In the fall we launched the Let’s Talk Poverty podcast. Since then, we’ve had six episodes with expert insights, the voices of lived experience, and amazing guests.
The onset of the pandemic resulted in more demand for emergency food assistance, which revealed gaps in this system. In response, a variety of agencies began providing food assistance where they had not before. We worked with the Canadian Poverty Institute to understand the issues and the opportunities and published Examining Calgary’s Emergency Food Assistance System.
After months of collaboration with municipalities across the province, VCC released a new living wage for Calgary, $18.60 per hour. We also provided support to the Alberta Living Wage Network to launch and kick off an employer certification program for Alberta living wage employers.
VCC, along with the City of Calgary, the United Way of Calgary and Area and Momentum, kicked off its first campaign to reduce barriers to filing taxes. It highlighted resources like free tax-filing clinics to help people living on low incomes file and get some income boosting benefits.
2021 saw heightened awareness about racism and we continue to see how racism is a root cause of poverty. VCC continued our how to be an ally work and community facilitation and engagement specialist, Hagir Sail, did a blog on how to be actively anti-racist.
Indigenous Advisory Committee member Tim Fox shared heartfelt remarks at our AGM that touched on the recent discovery of Indigenous children buried outside residential schools and the intergenerational trauma experienced by many in local Indigenous communities.

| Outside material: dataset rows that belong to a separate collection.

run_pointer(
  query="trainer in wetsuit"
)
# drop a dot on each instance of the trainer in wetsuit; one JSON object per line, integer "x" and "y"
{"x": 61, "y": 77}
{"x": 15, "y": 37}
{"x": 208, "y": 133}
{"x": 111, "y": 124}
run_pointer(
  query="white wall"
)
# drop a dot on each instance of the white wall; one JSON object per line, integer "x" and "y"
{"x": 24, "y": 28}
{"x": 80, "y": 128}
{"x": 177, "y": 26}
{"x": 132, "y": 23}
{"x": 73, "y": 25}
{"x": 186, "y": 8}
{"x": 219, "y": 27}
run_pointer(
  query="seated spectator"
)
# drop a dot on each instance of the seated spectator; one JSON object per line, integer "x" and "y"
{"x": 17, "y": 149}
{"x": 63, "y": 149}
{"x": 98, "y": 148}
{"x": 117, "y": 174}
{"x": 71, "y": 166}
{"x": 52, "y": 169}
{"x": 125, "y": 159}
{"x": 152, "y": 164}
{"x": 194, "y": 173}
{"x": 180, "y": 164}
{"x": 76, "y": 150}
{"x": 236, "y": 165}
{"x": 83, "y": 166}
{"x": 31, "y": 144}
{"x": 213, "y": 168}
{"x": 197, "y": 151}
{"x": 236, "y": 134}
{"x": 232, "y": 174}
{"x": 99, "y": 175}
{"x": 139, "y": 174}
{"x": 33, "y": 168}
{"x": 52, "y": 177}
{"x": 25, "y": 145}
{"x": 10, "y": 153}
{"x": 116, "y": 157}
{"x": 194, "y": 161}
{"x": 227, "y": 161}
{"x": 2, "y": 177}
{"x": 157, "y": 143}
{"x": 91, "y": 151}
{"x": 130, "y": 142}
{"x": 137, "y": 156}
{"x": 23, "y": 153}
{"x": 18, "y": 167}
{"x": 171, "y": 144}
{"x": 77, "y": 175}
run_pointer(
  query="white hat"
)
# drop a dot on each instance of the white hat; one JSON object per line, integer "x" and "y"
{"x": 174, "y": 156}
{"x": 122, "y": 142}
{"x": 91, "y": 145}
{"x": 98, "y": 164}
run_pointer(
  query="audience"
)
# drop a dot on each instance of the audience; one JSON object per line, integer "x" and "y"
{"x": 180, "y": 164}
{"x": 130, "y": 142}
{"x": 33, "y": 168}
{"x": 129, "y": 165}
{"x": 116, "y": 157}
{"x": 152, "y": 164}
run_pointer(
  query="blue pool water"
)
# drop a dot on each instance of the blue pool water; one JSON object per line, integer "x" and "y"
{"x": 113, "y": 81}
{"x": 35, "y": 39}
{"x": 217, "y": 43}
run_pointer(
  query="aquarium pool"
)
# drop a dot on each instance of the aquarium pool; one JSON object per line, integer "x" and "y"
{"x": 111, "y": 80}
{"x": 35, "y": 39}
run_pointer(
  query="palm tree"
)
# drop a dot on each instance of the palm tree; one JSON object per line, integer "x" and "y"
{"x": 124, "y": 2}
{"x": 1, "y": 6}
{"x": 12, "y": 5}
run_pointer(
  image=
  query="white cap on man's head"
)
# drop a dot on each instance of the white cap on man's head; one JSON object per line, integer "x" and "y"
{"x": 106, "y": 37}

We heard some unsettling and upsetting stories of how the pandemic disproportionately affected people living on low incomes in Understanding the Impact of COVID-19: Addressing Structural Barriers that are Widening Inequities and Exacerbating Vulnerability. This landmark study from the University of Calgary under the guidance of the Enough for All evaluation advisory committee has been widely cited and received considerable media attention.

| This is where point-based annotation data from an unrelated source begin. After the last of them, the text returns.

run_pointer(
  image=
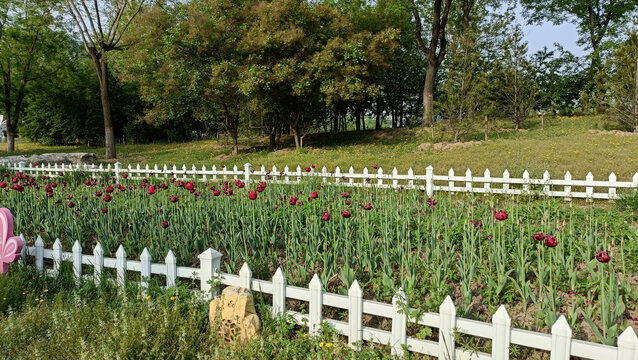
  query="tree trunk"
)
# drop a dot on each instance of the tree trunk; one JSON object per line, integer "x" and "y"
{"x": 428, "y": 96}
{"x": 486, "y": 129}
{"x": 378, "y": 116}
{"x": 636, "y": 98}
{"x": 109, "y": 133}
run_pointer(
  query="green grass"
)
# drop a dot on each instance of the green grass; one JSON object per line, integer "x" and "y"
{"x": 564, "y": 145}
{"x": 43, "y": 317}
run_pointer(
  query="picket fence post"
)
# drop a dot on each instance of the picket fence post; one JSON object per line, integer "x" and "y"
{"x": 120, "y": 265}
{"x": 77, "y": 262}
{"x": 98, "y": 266}
{"x": 568, "y": 188}
{"x": 118, "y": 169}
{"x": 429, "y": 180}
{"x": 501, "y": 322}
{"x": 355, "y": 315}
{"x": 39, "y": 254}
{"x": 561, "y": 340}
{"x": 248, "y": 168}
{"x": 245, "y": 276}
{"x": 171, "y": 269}
{"x": 145, "y": 271}
{"x": 278, "y": 293}
{"x": 57, "y": 256}
{"x": 210, "y": 265}
{"x": 316, "y": 303}
{"x": 399, "y": 337}
{"x": 627, "y": 345}
{"x": 447, "y": 316}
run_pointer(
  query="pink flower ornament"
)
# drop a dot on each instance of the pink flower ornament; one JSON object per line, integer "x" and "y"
{"x": 10, "y": 246}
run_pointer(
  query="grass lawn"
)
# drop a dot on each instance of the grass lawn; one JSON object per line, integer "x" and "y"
{"x": 566, "y": 144}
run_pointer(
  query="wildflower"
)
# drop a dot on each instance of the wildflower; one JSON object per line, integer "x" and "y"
{"x": 500, "y": 215}
{"x": 603, "y": 256}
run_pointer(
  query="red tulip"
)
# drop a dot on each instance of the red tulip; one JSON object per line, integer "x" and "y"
{"x": 550, "y": 241}
{"x": 539, "y": 236}
{"x": 500, "y": 215}
{"x": 603, "y": 256}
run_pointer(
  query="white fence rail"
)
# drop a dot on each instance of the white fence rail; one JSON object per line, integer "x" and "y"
{"x": 429, "y": 182}
{"x": 559, "y": 343}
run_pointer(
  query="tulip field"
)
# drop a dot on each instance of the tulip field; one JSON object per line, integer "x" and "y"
{"x": 542, "y": 258}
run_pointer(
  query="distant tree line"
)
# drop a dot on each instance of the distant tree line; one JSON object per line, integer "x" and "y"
{"x": 103, "y": 72}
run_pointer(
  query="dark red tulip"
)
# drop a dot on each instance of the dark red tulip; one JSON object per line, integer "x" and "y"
{"x": 603, "y": 256}
{"x": 550, "y": 241}
{"x": 500, "y": 215}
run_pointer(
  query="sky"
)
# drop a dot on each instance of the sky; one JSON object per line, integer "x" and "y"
{"x": 539, "y": 36}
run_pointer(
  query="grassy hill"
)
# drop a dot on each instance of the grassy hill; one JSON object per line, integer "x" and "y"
{"x": 575, "y": 144}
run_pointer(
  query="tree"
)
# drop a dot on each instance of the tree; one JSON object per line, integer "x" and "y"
{"x": 101, "y": 26}
{"x": 434, "y": 51}
{"x": 596, "y": 19}
{"x": 621, "y": 83}
{"x": 513, "y": 89}
{"x": 31, "y": 41}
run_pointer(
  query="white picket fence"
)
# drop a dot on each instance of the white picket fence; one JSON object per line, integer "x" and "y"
{"x": 429, "y": 182}
{"x": 559, "y": 343}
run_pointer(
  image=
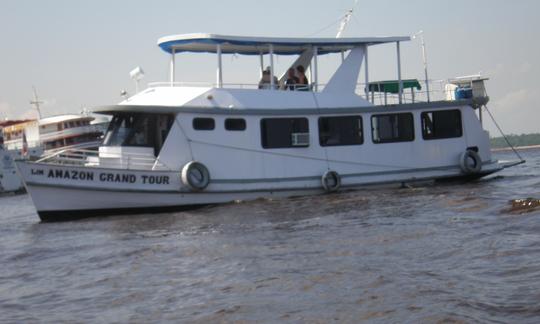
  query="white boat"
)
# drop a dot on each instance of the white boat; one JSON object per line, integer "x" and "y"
{"x": 9, "y": 179}
{"x": 55, "y": 133}
{"x": 175, "y": 145}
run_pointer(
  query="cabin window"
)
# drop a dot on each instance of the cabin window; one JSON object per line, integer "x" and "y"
{"x": 204, "y": 124}
{"x": 284, "y": 132}
{"x": 235, "y": 124}
{"x": 342, "y": 130}
{"x": 391, "y": 128}
{"x": 138, "y": 129}
{"x": 441, "y": 124}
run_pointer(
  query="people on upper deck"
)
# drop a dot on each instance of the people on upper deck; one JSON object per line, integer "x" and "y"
{"x": 303, "y": 83}
{"x": 292, "y": 81}
{"x": 266, "y": 82}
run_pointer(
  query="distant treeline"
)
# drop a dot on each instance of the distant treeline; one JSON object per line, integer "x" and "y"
{"x": 516, "y": 140}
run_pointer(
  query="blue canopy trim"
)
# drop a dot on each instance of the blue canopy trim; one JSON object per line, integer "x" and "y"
{"x": 206, "y": 43}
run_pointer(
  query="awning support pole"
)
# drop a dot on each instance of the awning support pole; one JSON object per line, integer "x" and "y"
{"x": 261, "y": 59}
{"x": 315, "y": 70}
{"x": 172, "y": 68}
{"x": 271, "y": 52}
{"x": 366, "y": 69}
{"x": 400, "y": 95}
{"x": 219, "y": 76}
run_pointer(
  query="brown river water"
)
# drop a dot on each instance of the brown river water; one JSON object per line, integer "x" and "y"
{"x": 444, "y": 253}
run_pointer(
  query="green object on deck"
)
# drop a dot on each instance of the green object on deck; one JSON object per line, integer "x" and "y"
{"x": 393, "y": 86}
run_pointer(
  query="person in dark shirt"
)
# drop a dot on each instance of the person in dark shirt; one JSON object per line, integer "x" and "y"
{"x": 302, "y": 79}
{"x": 292, "y": 80}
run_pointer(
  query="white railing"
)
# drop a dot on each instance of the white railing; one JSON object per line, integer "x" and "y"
{"x": 438, "y": 91}
{"x": 92, "y": 158}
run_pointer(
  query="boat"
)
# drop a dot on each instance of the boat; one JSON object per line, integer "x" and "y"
{"x": 55, "y": 133}
{"x": 175, "y": 145}
{"x": 9, "y": 179}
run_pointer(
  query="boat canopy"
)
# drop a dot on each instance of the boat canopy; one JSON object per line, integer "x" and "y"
{"x": 393, "y": 86}
{"x": 206, "y": 43}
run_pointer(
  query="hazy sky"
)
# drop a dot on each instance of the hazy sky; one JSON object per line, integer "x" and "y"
{"x": 79, "y": 53}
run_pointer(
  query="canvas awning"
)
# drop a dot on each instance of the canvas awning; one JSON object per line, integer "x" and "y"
{"x": 393, "y": 86}
{"x": 206, "y": 43}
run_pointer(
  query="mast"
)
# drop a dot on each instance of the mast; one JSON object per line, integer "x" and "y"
{"x": 346, "y": 20}
{"x": 36, "y": 102}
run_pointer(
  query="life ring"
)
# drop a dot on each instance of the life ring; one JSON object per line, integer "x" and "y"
{"x": 470, "y": 162}
{"x": 195, "y": 176}
{"x": 331, "y": 181}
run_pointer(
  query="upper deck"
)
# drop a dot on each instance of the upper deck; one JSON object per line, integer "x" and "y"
{"x": 343, "y": 89}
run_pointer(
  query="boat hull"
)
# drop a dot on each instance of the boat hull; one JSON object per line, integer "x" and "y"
{"x": 70, "y": 192}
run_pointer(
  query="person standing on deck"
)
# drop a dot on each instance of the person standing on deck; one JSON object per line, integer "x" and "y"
{"x": 302, "y": 79}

In the summer, VCC’s policy and research specialist Lee Stevens got to chat about basic income with Dr. Evelyn Forget, Professor of Economics and Community Health Sciences at the University of Manitoba. This thought-provoking discussion was part of TEDxYYC.
Poverty Talks! hosted an in-depth conversation led by people with lived experience of poverty on the International Day for the Eradication of Poverty.
Working to ensure those in Calgary that live in poverty are supported and represented is a collective effort which involves many organizations, collaboratives and Champions. Enough for All is Calgary’s community-driven poverty reduction strategy. Its mission is to create opportunities to align and leverage the work of hundreds of organizations and thousands of Calgarians to reduce poverty in our city.